Bilingualism is often blamed when a bilingual child develops a language disorder.  The fact is, the development of a language disorder has nothing to do with being bilingual.  If a child is going to develop a language disorder, they will do so whether they are bilingual or not.  Language delays are caused by problems with the development of a child’s language center in their brain.  Bilingualism has no adverse affect on this development.
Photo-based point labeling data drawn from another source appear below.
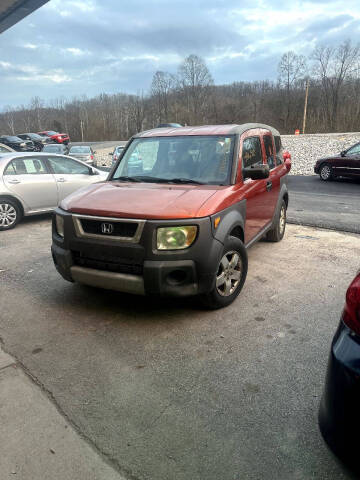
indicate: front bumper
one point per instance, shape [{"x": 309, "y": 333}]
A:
[
  {"x": 339, "y": 417},
  {"x": 144, "y": 270}
]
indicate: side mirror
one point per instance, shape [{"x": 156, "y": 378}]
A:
[{"x": 256, "y": 172}]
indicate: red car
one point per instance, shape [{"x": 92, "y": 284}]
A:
[
  {"x": 178, "y": 220},
  {"x": 56, "y": 136}
]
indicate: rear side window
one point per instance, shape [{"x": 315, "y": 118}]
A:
[
  {"x": 251, "y": 152},
  {"x": 278, "y": 148},
  {"x": 64, "y": 165},
  {"x": 269, "y": 151},
  {"x": 26, "y": 166}
]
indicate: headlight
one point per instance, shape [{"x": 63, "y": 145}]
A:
[
  {"x": 60, "y": 225},
  {"x": 175, "y": 238}
]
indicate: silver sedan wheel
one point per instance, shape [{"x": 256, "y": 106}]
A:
[
  {"x": 325, "y": 172},
  {"x": 229, "y": 274},
  {"x": 8, "y": 215},
  {"x": 282, "y": 220}
]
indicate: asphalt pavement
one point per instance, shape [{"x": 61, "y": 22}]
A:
[{"x": 163, "y": 389}]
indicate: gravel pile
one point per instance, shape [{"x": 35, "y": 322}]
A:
[{"x": 306, "y": 149}]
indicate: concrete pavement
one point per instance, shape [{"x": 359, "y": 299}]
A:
[
  {"x": 167, "y": 390},
  {"x": 36, "y": 441},
  {"x": 334, "y": 205}
]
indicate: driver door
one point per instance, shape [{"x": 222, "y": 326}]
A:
[{"x": 70, "y": 175}]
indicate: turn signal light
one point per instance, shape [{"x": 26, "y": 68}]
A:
[{"x": 351, "y": 316}]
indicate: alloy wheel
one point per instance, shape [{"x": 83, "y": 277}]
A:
[
  {"x": 229, "y": 274},
  {"x": 282, "y": 220}
]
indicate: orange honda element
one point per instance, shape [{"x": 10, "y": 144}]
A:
[{"x": 177, "y": 213}]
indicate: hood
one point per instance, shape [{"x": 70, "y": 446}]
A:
[
  {"x": 330, "y": 157},
  {"x": 140, "y": 200}
]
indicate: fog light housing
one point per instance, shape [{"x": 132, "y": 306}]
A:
[
  {"x": 59, "y": 221},
  {"x": 176, "y": 238}
]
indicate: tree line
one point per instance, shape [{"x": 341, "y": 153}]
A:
[{"x": 190, "y": 97}]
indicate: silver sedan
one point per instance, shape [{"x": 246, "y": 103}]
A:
[{"x": 36, "y": 183}]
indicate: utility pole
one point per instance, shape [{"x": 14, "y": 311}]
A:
[
  {"x": 305, "y": 105},
  {"x": 82, "y": 130}
]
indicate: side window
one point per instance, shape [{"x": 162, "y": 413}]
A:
[
  {"x": 269, "y": 151},
  {"x": 355, "y": 150},
  {"x": 64, "y": 165},
  {"x": 26, "y": 166},
  {"x": 278, "y": 148},
  {"x": 251, "y": 152}
]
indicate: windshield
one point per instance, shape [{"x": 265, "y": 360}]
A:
[
  {"x": 80, "y": 149},
  {"x": 12, "y": 139},
  {"x": 183, "y": 159}
]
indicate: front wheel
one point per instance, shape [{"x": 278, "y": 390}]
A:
[
  {"x": 10, "y": 214},
  {"x": 230, "y": 276},
  {"x": 278, "y": 231}
]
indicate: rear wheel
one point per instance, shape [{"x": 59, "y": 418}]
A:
[
  {"x": 10, "y": 214},
  {"x": 278, "y": 231},
  {"x": 230, "y": 275},
  {"x": 325, "y": 172}
]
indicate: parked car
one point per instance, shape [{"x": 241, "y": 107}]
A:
[
  {"x": 339, "y": 417},
  {"x": 56, "y": 148},
  {"x": 116, "y": 153},
  {"x": 56, "y": 136},
  {"x": 35, "y": 183},
  {"x": 5, "y": 149},
  {"x": 346, "y": 164},
  {"x": 38, "y": 140},
  {"x": 17, "y": 143},
  {"x": 83, "y": 152},
  {"x": 175, "y": 226}
]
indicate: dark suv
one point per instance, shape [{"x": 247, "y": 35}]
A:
[{"x": 178, "y": 221}]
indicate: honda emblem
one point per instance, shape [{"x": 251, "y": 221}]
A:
[{"x": 107, "y": 228}]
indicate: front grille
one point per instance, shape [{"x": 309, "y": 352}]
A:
[
  {"x": 117, "y": 229},
  {"x": 114, "y": 264}
]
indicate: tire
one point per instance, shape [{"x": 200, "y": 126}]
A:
[
  {"x": 10, "y": 213},
  {"x": 277, "y": 232},
  {"x": 227, "y": 283},
  {"x": 325, "y": 172}
]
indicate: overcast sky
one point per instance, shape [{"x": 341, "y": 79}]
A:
[{"x": 74, "y": 47}]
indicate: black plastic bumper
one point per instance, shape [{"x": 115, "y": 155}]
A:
[
  {"x": 339, "y": 414},
  {"x": 178, "y": 273}
]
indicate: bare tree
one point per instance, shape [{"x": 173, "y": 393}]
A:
[
  {"x": 333, "y": 65},
  {"x": 161, "y": 86}
]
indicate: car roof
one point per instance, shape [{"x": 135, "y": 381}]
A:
[
  {"x": 5, "y": 157},
  {"x": 231, "y": 129}
]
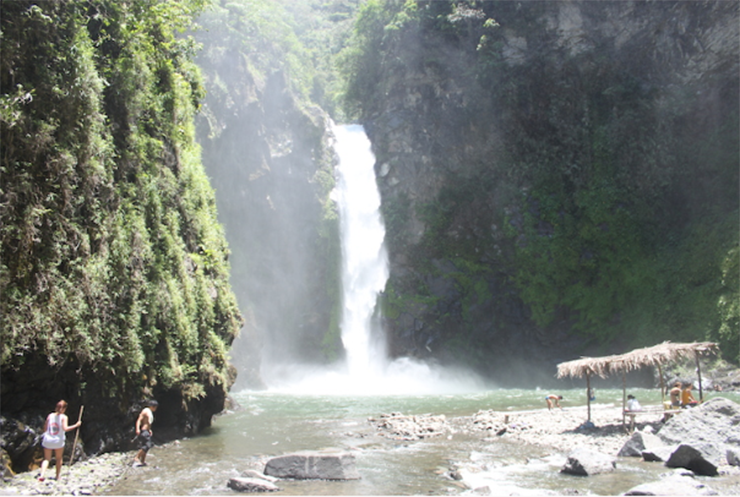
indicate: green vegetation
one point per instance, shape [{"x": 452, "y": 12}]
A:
[
  {"x": 111, "y": 258},
  {"x": 612, "y": 191}
]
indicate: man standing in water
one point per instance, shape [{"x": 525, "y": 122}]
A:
[
  {"x": 553, "y": 400},
  {"x": 144, "y": 432}
]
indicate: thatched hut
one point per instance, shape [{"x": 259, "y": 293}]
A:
[{"x": 656, "y": 356}]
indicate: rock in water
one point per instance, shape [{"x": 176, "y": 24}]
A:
[
  {"x": 638, "y": 443},
  {"x": 586, "y": 462},
  {"x": 673, "y": 485},
  {"x": 311, "y": 465},
  {"x": 702, "y": 459}
]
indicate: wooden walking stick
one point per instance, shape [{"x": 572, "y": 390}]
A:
[{"x": 77, "y": 435}]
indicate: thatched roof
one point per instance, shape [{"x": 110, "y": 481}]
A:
[{"x": 649, "y": 356}]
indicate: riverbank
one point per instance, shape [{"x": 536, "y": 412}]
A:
[
  {"x": 469, "y": 443},
  {"x": 562, "y": 430},
  {"x": 90, "y": 477}
]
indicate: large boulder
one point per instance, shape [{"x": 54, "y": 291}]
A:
[
  {"x": 702, "y": 459},
  {"x": 638, "y": 443},
  {"x": 710, "y": 430},
  {"x": 324, "y": 465},
  {"x": 586, "y": 462},
  {"x": 658, "y": 454}
]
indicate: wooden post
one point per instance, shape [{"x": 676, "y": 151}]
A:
[
  {"x": 624, "y": 396},
  {"x": 698, "y": 373},
  {"x": 77, "y": 436}
]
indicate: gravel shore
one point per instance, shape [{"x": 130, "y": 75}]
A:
[
  {"x": 90, "y": 477},
  {"x": 563, "y": 430}
]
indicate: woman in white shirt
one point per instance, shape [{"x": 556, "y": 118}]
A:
[{"x": 55, "y": 427}]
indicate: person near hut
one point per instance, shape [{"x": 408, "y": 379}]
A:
[
  {"x": 633, "y": 404},
  {"x": 553, "y": 400},
  {"x": 675, "y": 393},
  {"x": 687, "y": 396},
  {"x": 55, "y": 426}
]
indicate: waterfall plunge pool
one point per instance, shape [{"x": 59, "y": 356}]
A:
[{"x": 273, "y": 423}]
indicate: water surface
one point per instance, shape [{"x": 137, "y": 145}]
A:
[{"x": 272, "y": 424}]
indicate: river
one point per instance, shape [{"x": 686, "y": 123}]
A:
[{"x": 273, "y": 423}]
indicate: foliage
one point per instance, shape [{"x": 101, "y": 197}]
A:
[
  {"x": 620, "y": 227},
  {"x": 110, "y": 253}
]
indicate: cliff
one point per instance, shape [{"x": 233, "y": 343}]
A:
[
  {"x": 113, "y": 268},
  {"x": 558, "y": 178},
  {"x": 267, "y": 149}
]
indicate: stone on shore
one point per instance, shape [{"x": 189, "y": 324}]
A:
[
  {"x": 659, "y": 453},
  {"x": 311, "y": 465},
  {"x": 672, "y": 485},
  {"x": 702, "y": 459},
  {"x": 250, "y": 473},
  {"x": 401, "y": 427},
  {"x": 587, "y": 462},
  {"x": 715, "y": 421},
  {"x": 733, "y": 457},
  {"x": 241, "y": 484}
]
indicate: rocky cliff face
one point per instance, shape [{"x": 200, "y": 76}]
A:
[
  {"x": 465, "y": 119},
  {"x": 271, "y": 164}
]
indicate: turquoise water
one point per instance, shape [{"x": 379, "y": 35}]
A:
[{"x": 271, "y": 424}]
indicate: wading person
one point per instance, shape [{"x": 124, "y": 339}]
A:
[
  {"x": 55, "y": 427},
  {"x": 676, "y": 395},
  {"x": 633, "y": 404},
  {"x": 687, "y": 397},
  {"x": 144, "y": 432},
  {"x": 553, "y": 400}
]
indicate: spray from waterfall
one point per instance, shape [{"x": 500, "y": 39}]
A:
[
  {"x": 364, "y": 259},
  {"x": 367, "y": 370}
]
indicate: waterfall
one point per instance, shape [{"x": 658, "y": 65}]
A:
[
  {"x": 364, "y": 259},
  {"x": 367, "y": 370}
]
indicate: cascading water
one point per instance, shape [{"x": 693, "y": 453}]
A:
[
  {"x": 367, "y": 369},
  {"x": 365, "y": 262}
]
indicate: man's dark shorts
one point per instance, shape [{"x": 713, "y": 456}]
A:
[{"x": 145, "y": 440}]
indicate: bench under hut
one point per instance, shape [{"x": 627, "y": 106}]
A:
[{"x": 655, "y": 356}]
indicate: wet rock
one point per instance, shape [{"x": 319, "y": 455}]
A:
[
  {"x": 19, "y": 442},
  {"x": 733, "y": 457},
  {"x": 658, "y": 454},
  {"x": 314, "y": 465},
  {"x": 250, "y": 473},
  {"x": 587, "y": 462},
  {"x": 398, "y": 426},
  {"x": 241, "y": 484},
  {"x": 639, "y": 442},
  {"x": 714, "y": 421},
  {"x": 672, "y": 485}
]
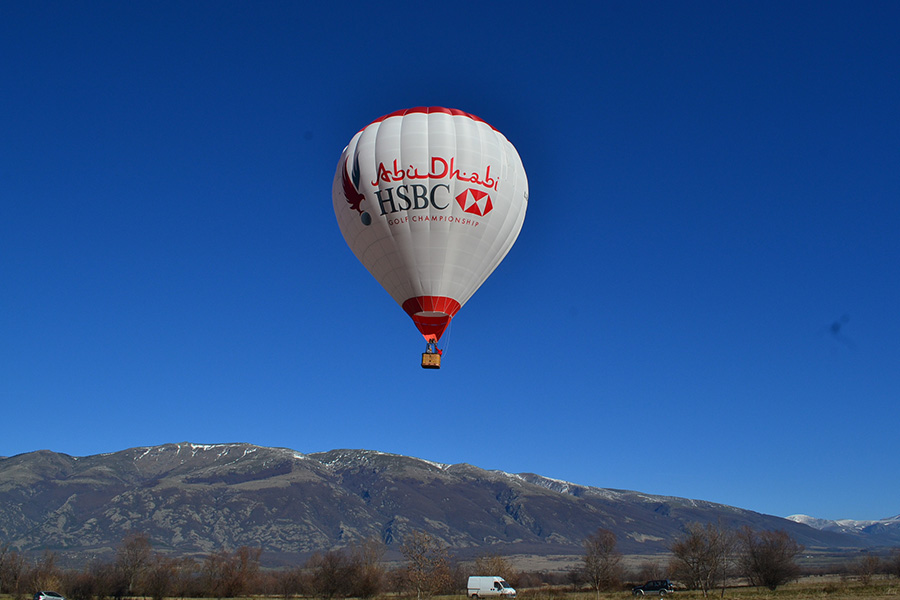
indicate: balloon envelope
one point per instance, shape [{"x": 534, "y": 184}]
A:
[{"x": 430, "y": 200}]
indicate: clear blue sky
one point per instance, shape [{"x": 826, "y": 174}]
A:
[{"x": 704, "y": 300}]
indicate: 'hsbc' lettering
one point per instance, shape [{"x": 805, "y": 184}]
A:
[{"x": 419, "y": 199}]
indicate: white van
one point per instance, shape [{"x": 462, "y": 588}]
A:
[{"x": 485, "y": 586}]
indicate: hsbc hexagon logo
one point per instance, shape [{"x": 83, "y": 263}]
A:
[{"x": 475, "y": 202}]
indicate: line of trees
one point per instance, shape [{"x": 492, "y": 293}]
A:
[{"x": 706, "y": 556}]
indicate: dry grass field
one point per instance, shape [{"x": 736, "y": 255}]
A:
[{"x": 829, "y": 588}]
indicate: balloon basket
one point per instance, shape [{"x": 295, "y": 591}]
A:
[
  {"x": 431, "y": 358},
  {"x": 431, "y": 361}
]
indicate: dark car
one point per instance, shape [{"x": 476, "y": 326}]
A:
[{"x": 657, "y": 587}]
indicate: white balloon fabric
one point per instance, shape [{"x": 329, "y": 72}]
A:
[{"x": 430, "y": 200}]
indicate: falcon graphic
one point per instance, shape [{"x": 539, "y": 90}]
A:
[{"x": 351, "y": 188}]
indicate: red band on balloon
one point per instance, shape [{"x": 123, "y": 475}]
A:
[{"x": 431, "y": 314}]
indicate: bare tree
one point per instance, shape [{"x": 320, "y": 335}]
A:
[
  {"x": 12, "y": 570},
  {"x": 45, "y": 575},
  {"x": 331, "y": 574},
  {"x": 366, "y": 558},
  {"x": 228, "y": 575},
  {"x": 702, "y": 556},
  {"x": 132, "y": 558},
  {"x": 768, "y": 558},
  {"x": 159, "y": 577},
  {"x": 893, "y": 564},
  {"x": 427, "y": 564},
  {"x": 867, "y": 567},
  {"x": 602, "y": 561}
]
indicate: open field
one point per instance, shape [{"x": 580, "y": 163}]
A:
[{"x": 828, "y": 588}]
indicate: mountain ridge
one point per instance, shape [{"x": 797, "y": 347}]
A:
[{"x": 192, "y": 499}]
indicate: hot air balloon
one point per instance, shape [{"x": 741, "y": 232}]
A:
[{"x": 430, "y": 200}]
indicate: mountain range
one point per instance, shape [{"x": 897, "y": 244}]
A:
[{"x": 192, "y": 499}]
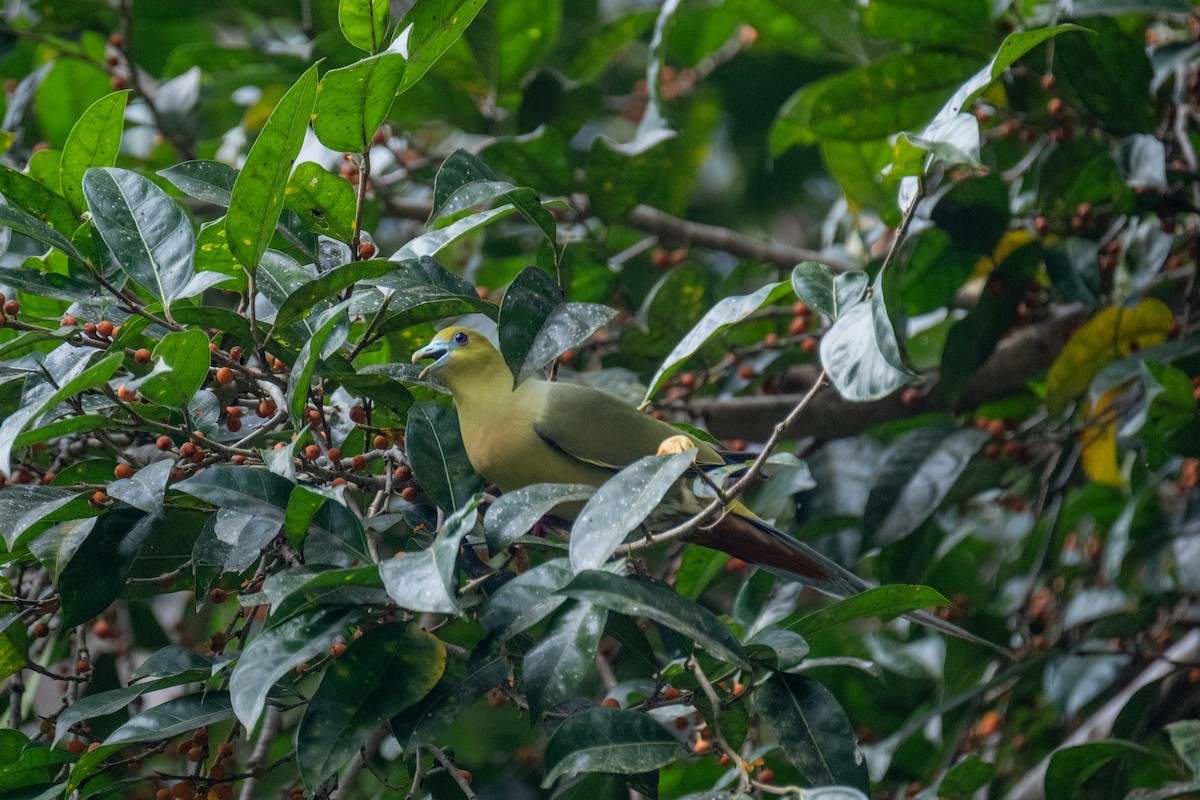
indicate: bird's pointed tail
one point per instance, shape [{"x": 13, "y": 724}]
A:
[{"x": 743, "y": 535}]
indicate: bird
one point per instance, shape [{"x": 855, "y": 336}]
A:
[{"x": 538, "y": 431}]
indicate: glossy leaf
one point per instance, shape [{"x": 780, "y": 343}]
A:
[
  {"x": 916, "y": 475},
  {"x": 276, "y": 651},
  {"x": 79, "y": 377},
  {"x": 826, "y": 292},
  {"x": 427, "y": 581},
  {"x": 813, "y": 729},
  {"x": 257, "y": 197},
  {"x": 433, "y": 443},
  {"x": 427, "y": 30},
  {"x": 637, "y": 597},
  {"x": 186, "y": 354},
  {"x": 329, "y": 332},
  {"x": 96, "y": 572},
  {"x": 145, "y": 488},
  {"x": 609, "y": 740},
  {"x": 882, "y": 602},
  {"x": 385, "y": 671},
  {"x": 516, "y": 512},
  {"x": 1113, "y": 334},
  {"x": 364, "y": 23},
  {"x": 528, "y": 302},
  {"x": 148, "y": 233},
  {"x": 556, "y": 666},
  {"x": 461, "y": 684},
  {"x": 622, "y": 504},
  {"x": 526, "y": 600},
  {"x": 725, "y": 313},
  {"x": 29, "y": 226},
  {"x": 24, "y": 506},
  {"x": 323, "y": 202},
  {"x": 353, "y": 101},
  {"x": 173, "y": 717},
  {"x": 94, "y": 142}
]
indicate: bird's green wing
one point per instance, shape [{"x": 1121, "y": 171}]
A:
[{"x": 600, "y": 429}]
Now, there is one exception to this rule.  When I speak of bilingualism, it is with the assumption that the child is either learning both languages simultaneously, or becomes fluent in one language and is then introduced to another.  However, if a child is taught one language, and then that language is dropped and switched for another language, this can potentially cause language problems.  The reason for this is that the child was switched from one language to another without establishing a solid language base in their first language. 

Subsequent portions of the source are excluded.